セキュリティに関する公開情報

2026 年 1 月より前の Log Analytics ユーザー インターフェース バージョンは、SQL クエリを自動的に実行するように構成できます。この脆弱性により、攻撃者はクエリ URL を作成できます。この URL を認証情報を持つユーザーが開くと、テーブルの内容にアクセスしたり、クエリ費用が発生したりする可能性があります。

必要な対策

ユーザーによる対応は必要ありません。この脆弱性は修正され、影響を受けるユーザー インターフェースは 2026 年 1 月に更新され、ユーザーが検査する機会がないまま悪意のある SQL が実行されるのを防ぐための介入ポイントが含まれるようになりました。

対処されている脆弱性

この脆弱性により、ターゲットが攻撃者が作成した SQL クエリを実行すると、攻撃者がターゲットのログ分析または BigQuery テーブルの限定されたコンテンツにアクセスできるようになる可能性があります。
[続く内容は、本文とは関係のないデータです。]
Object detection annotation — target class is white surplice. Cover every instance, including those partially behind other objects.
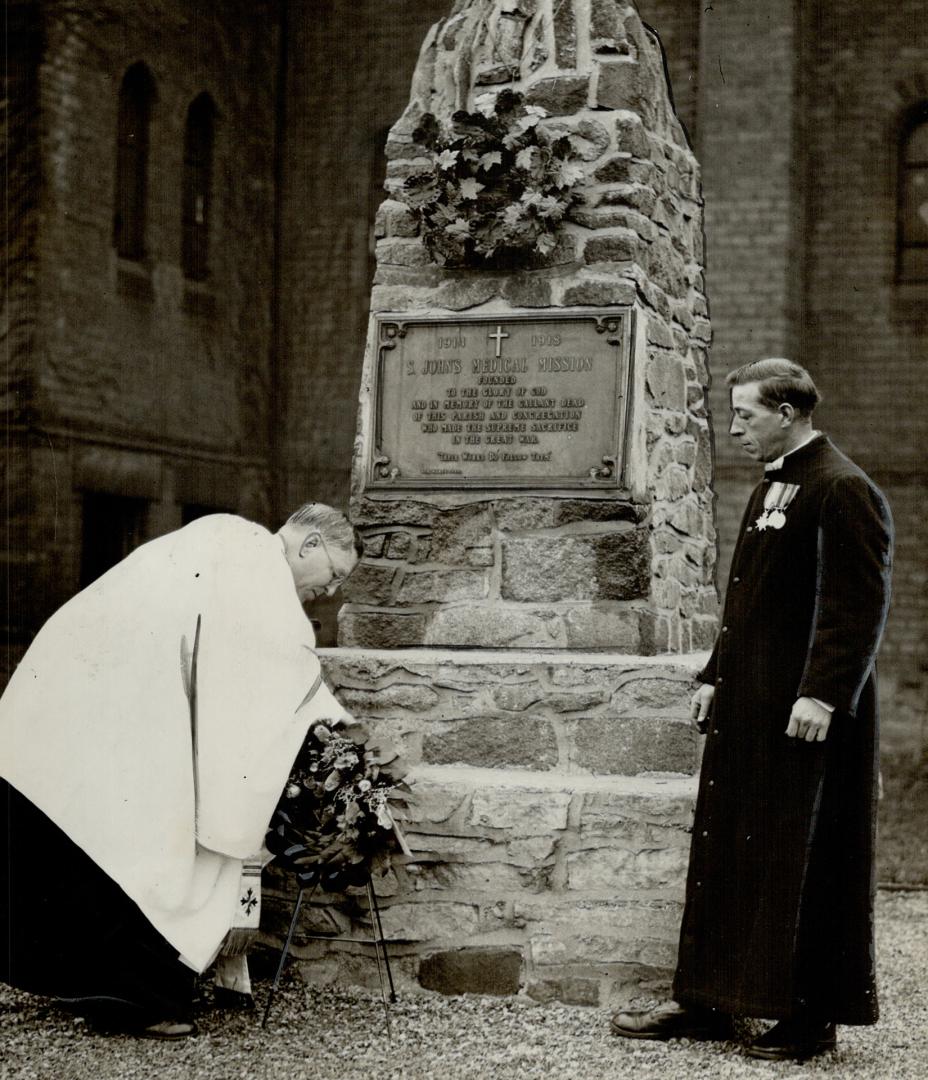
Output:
[0,514,348,971]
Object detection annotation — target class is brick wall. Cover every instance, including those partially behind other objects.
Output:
[275,0,450,504]
[803,0,928,752]
[0,3,41,685]
[642,0,928,752]
[637,0,705,144]
[10,0,278,635]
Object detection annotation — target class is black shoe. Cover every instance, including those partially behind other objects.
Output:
[135,1020,198,1041]
[744,1020,837,1062]
[213,986,255,1010]
[609,1001,735,1041]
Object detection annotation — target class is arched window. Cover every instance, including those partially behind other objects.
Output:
[897,102,928,282]
[112,64,154,259]
[180,94,216,281]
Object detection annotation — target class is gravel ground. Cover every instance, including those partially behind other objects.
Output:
[0,892,928,1080]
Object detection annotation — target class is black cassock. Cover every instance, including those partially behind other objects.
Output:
[673,435,892,1024]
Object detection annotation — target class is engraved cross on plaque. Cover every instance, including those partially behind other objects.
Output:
[487,326,509,356]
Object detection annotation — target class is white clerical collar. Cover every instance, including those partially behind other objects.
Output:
[764,431,821,472]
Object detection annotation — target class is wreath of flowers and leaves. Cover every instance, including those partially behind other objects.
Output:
[266,720,409,885]
[399,90,583,266]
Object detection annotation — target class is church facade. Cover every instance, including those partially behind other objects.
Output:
[3,0,928,752]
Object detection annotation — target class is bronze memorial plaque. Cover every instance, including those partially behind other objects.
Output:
[367,308,633,489]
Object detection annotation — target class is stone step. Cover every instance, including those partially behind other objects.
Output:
[275,765,696,1003]
[321,648,705,775]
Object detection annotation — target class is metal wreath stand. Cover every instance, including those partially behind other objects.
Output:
[261,865,396,1038]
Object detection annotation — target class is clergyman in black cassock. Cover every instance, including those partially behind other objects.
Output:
[613,361,892,1059]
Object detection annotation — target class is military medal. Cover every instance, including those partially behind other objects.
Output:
[754,481,799,532]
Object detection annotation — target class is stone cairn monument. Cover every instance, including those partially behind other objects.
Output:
[293,0,716,1003]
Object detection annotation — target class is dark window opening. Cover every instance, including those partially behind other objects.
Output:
[180,502,236,525]
[112,64,154,260]
[180,94,216,281]
[897,102,928,282]
[80,494,148,589]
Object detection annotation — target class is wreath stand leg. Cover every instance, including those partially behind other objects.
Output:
[367,874,396,1006]
[261,872,396,1041]
[261,882,319,1027]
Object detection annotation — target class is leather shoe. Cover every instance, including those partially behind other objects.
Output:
[138,1020,198,1041]
[744,1020,837,1062]
[609,1001,735,1040]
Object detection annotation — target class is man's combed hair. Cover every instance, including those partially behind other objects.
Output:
[725,356,822,417]
[286,502,364,558]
この脆弱性は、BigQuery 監査ログを利用して、ターゲットのテーブルの内容に関する情報を攻撃者が制御する Google Cloud プロジェクトに伝達します。この脆弱性は、URL に埋め込まれたクエリを自動的に実行する Log Analytics インターフェースの動作によって悪化します。これにより、ターゲットは、認証情報を使用して実行する前に、攻撃者が作成したクエリを検査できなくなります。

この脆弱性は、2026 年 1 月より前の Log Analytics インターフェースと Cloud Monitoring ダッシュボード インターフェースのバージョンに影響します。

必要な対策

ユーザーによる対応は必要ありません。影響を受けるユーザー インターフェースは 2026 年 1 月に更新され、ユーザーが検査する機会がないまま悪意のある SQL が実行されるのを防ぐための介入ポイントが含まれるようになりました。

対処されている脆弱性

この脆弱性により、攻撃者は、ターゲットが攻撃者が作成したダッシュボードを表示したときに、ターゲットの Log Analytics または BigQuery テーブルの限定されたコンテンツにアクセスできます。

この脆弱性は、BigQuery メタデータ チャネルを利用して、ターゲットのテーブルの内容に関する情報を攻撃者が制御する Google Cloud プロジェクトに伝達します。この脆弱性は、SQL ベースのウィジェットにデータを入力するためにクエリを自動的に実行するダッシュボード インターフェースの動作によって悪化します。これにより、ターゲットは、認証情報を使用して実行する前に、攻撃者が作成したクエリを検査できません。